The characters are very consistent in their growth and change, and Rose, the missionary’s sister left alone in Central Africa when her brother dies, shows her true spunk, tenacity and passion previously hidden in the type of life she had led in the past. Allnutt also grows in creativity, strength of character, and realization of self. The combination is volatile, electric, and passionate by turns and the interaction plays out well. Rose’s determination to “do her part for the Empire” so to speak, clashes with Allnutt’s wish to remain alive. He knows the rivers and the delicate condition of his boat, African Queen. He also is aware that nothing except a canoe has ever even attempted to go down the miles of rapids and cataracts she is proposing to do in order to reach Lake Wittelsbach. This is where the German gunboat Konigin Luise is patrolling to keep the British from gaining access to the German colony in Central Africa. Her proposal includes the destruction of this vessel.

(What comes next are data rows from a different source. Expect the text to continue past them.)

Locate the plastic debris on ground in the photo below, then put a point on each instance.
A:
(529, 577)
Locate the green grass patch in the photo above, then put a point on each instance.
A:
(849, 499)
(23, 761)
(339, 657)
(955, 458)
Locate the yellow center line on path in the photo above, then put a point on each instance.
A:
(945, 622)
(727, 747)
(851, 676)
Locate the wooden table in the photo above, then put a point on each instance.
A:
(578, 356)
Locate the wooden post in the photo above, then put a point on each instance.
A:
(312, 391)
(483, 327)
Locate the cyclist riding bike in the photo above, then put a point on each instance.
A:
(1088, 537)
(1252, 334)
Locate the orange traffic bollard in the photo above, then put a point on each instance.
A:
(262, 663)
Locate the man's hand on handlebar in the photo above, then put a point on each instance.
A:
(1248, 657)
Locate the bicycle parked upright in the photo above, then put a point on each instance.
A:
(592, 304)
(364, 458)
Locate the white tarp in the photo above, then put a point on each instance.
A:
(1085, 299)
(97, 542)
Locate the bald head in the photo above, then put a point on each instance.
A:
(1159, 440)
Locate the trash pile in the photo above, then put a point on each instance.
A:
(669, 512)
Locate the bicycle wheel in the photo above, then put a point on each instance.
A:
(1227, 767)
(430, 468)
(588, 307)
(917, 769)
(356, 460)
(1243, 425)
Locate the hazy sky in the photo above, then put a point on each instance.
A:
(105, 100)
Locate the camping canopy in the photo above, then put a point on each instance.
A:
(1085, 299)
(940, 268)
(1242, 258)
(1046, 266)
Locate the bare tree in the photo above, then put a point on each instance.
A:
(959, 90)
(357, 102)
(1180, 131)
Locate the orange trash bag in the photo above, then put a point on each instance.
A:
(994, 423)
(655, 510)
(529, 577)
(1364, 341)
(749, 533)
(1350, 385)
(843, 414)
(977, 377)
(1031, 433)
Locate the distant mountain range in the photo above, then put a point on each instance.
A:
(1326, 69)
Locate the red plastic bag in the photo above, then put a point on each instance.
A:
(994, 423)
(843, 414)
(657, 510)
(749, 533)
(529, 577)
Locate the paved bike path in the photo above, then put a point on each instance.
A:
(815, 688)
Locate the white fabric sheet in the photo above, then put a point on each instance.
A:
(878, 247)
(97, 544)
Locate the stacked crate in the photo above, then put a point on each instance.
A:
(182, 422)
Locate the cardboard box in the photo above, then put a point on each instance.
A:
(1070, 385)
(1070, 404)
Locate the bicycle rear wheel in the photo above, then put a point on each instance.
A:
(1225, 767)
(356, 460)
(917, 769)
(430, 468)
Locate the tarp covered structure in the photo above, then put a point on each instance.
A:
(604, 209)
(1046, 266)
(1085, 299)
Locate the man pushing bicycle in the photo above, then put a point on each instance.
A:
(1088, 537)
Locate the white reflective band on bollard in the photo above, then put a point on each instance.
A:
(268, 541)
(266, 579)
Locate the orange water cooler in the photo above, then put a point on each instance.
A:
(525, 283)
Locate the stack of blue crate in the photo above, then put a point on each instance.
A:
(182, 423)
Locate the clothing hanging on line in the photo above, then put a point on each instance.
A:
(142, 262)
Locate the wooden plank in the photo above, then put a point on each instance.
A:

Allnutt eventually agrees and with his engineering experience and handyman abilities, he decides that he after all can create torpedoes from items at hand. So begins the adventure of a lifetime. Malaria, torrential rains, lightning most nights, mosquitoes, flies and other insects in vast clouds around them, and damage to the boat, nothing gets in the way of their determination. I absolutely loved this book, the action, drama, excitement, and character was so complete, I almost felt myself running the rapids with them. Having loved the movie, I was surprised and delighted to find that the book had been reissued in 2006 and immediately purchased it. I am so glad I did. Once you get used to the cockney wording when Allnutt speaks, it reads beautifully. Adventure is definitely the most obvious, but the evolution of the characters is marvelous! I highly recommend this book for all the above reasons.